In 2003, at the height of the Jayson Blair scandal that ultimately cost Blair and his editor, Howell Raines, their jobs at the New York Times, Stanley Kurtz wrote:
Howell Raines is not the real issue, and getting rid of Raines won’t solve anything. The problem is Arthur Sulzberger Jr., and he’s not going away. In his wonderful book, How I Accidentally Joined the Vast Right Wing Conspiracy (and Found Inner Peace), Harry Stein lays out the disturbing facts about “Pinch” Sulzberger. (Sulzberger’s father was nicknamed “Punch,” and the none too flattering nickname for Junior is “Pinch.”)
Pinch was a political activist in the Sixties, and was twice arrested in anti-Vietnam protests. One day, the elder Sulzberger asked his son what Pinch calls, “the dumbest question I’ve ever heard in my life.” If an American soldier runs into a North Vietnamese soldier, which would you like to see get shot? Young Arthur answered, “I would want to see the American get shot. It’s the other guy’s country.” Some Sixties activists have since thought better of their early enthusiasms. Pinch hasn’t. [emphasis mine–Ed]
In a moment of staggering irony and hypocricy, Pinch’s paper asks, “Where Are the War Heroes?”:
One soldier fought off scores of elite Iraqi troops in a fierce defense of his outnumbered Army unit, saving dozens of American lives before he himself was killed. Another soldier helped lead a team that killed 27 insurgents who had ambushed her convoy. And then there was the marine who, after being shot, managed to tuck an enemy grenade under his stomach to save the men in his unit, dying in the process.

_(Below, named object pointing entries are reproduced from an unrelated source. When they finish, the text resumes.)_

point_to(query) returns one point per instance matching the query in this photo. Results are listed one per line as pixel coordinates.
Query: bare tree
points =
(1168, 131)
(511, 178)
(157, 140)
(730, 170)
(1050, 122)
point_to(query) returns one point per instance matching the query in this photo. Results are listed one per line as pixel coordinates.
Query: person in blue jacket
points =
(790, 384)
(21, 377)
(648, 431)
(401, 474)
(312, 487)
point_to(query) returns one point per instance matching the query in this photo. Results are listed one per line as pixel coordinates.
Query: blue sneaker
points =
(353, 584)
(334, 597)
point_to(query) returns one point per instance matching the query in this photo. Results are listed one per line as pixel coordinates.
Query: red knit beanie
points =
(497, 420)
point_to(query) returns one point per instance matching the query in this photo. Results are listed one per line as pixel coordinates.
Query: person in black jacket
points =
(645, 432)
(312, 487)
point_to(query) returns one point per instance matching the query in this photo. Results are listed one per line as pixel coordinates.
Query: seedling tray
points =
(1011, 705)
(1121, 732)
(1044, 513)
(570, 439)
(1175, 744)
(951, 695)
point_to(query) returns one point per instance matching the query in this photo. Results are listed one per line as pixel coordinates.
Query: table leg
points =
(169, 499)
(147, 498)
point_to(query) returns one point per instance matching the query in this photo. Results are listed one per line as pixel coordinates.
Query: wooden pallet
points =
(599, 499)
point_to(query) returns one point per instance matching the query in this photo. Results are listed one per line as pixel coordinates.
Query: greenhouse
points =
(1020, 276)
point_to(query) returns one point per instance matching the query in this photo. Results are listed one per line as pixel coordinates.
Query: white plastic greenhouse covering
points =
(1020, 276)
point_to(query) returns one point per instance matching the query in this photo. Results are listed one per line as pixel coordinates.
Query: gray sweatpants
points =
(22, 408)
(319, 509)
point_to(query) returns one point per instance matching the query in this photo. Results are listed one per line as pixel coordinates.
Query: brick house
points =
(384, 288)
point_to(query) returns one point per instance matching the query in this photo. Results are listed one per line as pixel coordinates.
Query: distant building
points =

Their names are Sgt. First Class Paul R. Smith, Sgt. Leigh Ann Hester and Sgt. Rafael Peralta. If you have never heard of them, even in a week when more than 20 marines were killed in Iraq by insurgents, that might be because the military, the White House and the culture at large have not publicized their actions with the zeal that was lavished on the heroes of World War I and World War II.